People Were Unfazed by Supervolcano Eruption That Nearly Ended Humanity

A new study shows that people in South Africa didn't care about a huge eruption of 74,000 years ago.

supervolcano
Mount Sinabung roared back to life in 2010 for the first time in 400 years, after another period of inactivity it erupted once more in 2013, and has remained highly active since. (IVAN DAMANIK/AFP/Getty Images)
AFP/Getty Images

Around 74,000 years ago, the Toba supervolcano erupted on the Indonesian island of Sumatra. According to The Atlantic, it was the biggest eruption of the last 2 million years. About 2,800 cubic kilometers were unleashed, which, for reference, would be enough to cover the entire United States in a foot-thick layer of ash and rock. Back in the 1990s, several scientists argued that Toba’s unprecedented outburst changed the world’s climate, because it blocked out sunlight and lowered the global temperatures by several degrees for many decades. It was so bad that humans were almost extinct. The “volcanic winter” left behind a few thousand survivors, from whom we are all descended today. This theory is incredibly controversial, and other researchers have said it overestimates both the degree of climate change and its effect on our ancestors. But a new study has appeared, from an unlikely location. In a cliff near Mossel Bay, a town on South Africa’s south coast, scientists have discovered a layer of microscopic glass shards. These shards, known as cryptotephra, are products of Toba’s wrath and were created when the volcano superheated the silica within its expunged rock.
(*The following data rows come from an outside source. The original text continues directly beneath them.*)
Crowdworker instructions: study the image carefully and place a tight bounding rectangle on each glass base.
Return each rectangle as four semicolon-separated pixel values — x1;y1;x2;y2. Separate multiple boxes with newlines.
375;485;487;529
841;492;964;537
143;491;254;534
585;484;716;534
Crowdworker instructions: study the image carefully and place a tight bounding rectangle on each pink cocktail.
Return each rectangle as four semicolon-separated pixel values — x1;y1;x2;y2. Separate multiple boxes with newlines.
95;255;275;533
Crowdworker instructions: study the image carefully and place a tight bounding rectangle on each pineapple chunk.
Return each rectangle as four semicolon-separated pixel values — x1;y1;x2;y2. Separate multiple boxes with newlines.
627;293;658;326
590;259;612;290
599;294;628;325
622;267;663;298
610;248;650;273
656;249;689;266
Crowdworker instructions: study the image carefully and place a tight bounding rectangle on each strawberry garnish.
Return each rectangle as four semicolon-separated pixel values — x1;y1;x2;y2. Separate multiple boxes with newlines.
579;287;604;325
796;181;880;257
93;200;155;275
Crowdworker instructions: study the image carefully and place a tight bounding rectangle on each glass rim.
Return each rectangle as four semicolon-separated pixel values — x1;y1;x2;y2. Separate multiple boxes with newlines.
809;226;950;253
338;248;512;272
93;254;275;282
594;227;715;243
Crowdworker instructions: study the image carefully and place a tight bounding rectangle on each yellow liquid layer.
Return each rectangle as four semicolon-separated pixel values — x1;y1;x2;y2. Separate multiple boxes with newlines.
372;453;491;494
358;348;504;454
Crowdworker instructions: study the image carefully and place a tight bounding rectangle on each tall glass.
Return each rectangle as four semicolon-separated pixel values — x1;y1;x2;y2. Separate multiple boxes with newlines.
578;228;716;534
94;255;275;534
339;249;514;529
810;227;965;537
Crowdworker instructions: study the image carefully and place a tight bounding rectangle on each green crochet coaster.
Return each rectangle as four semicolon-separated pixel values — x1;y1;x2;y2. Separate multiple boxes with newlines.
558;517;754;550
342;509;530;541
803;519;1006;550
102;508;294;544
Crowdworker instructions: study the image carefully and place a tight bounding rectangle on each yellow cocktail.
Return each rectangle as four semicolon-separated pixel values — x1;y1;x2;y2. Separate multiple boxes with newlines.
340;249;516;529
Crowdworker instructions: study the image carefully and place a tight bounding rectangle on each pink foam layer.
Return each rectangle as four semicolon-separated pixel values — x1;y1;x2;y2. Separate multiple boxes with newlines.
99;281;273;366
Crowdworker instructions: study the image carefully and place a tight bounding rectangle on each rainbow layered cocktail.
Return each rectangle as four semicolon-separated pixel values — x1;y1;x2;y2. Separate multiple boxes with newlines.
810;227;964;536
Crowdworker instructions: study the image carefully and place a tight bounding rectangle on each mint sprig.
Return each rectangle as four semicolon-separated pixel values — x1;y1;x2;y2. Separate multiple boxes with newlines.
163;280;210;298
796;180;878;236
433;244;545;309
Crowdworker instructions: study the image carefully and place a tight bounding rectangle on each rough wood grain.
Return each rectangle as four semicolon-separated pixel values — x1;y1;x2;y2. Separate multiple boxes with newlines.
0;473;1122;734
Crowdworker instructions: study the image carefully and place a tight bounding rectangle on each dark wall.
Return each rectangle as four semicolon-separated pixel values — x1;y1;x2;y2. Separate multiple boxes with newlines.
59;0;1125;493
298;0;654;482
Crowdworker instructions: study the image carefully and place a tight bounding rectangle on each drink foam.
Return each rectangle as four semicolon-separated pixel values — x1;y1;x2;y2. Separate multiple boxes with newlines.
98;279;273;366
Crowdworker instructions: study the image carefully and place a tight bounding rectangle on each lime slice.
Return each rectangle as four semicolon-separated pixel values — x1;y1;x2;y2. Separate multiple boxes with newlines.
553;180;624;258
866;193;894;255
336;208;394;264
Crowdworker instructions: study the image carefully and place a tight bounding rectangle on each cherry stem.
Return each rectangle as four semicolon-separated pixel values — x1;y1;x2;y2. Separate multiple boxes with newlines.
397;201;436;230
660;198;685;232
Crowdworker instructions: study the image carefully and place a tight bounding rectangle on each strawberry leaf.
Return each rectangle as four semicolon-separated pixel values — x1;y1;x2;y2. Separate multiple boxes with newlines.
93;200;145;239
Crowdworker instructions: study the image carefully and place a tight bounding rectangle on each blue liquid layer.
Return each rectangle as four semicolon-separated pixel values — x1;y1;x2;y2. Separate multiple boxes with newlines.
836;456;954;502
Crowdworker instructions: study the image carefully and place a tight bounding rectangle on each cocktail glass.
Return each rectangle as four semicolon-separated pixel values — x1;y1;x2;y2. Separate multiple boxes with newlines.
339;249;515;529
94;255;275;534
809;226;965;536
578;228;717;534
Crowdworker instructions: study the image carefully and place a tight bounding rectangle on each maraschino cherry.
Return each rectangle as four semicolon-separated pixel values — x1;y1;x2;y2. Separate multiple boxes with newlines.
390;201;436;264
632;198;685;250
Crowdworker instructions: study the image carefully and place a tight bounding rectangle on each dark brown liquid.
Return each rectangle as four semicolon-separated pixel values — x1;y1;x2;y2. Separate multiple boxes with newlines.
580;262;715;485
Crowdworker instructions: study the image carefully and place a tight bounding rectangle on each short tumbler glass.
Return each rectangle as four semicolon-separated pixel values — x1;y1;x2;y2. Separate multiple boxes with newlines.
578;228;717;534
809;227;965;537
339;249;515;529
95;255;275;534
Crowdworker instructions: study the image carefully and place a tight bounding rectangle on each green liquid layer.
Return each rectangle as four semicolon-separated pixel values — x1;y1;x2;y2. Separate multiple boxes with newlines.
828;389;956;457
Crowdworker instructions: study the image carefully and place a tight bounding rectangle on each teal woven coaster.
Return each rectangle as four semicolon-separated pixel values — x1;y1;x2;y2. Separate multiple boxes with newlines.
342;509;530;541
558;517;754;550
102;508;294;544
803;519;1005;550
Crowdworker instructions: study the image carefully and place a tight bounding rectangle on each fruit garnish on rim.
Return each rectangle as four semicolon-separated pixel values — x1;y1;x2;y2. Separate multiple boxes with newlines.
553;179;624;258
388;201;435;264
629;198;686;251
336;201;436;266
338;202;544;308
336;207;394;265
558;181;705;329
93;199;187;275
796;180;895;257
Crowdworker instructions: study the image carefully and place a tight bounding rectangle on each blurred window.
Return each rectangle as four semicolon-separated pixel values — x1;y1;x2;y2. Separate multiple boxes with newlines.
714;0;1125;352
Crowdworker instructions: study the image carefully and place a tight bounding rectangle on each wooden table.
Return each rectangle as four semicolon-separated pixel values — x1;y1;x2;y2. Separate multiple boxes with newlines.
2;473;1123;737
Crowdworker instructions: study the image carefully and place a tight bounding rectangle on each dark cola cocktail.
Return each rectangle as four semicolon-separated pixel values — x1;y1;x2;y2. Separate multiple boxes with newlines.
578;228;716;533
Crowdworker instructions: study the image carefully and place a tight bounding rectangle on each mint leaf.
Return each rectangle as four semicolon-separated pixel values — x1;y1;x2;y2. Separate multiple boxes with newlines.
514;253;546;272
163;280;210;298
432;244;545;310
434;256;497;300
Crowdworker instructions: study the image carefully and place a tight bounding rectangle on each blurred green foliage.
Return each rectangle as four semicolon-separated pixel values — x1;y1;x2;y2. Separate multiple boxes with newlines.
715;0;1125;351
They had to have traveled over 5,500 miles to reach southern Africa, where they settled among bones, tools and other signs of human occupation. This fact suggests that those in humans who once lived in South Africa were not as affected by Toba’s wrath as you might expect if the supervolcano brought on a global decades-long winter. The Atlantic writes that if anything, the humans thrived. “We showed that after the input of the shards, human occupation at the site actually increased dramatically,” says Curtis Marean, from Arizona State University, to The Atlantic. “We never expected that.”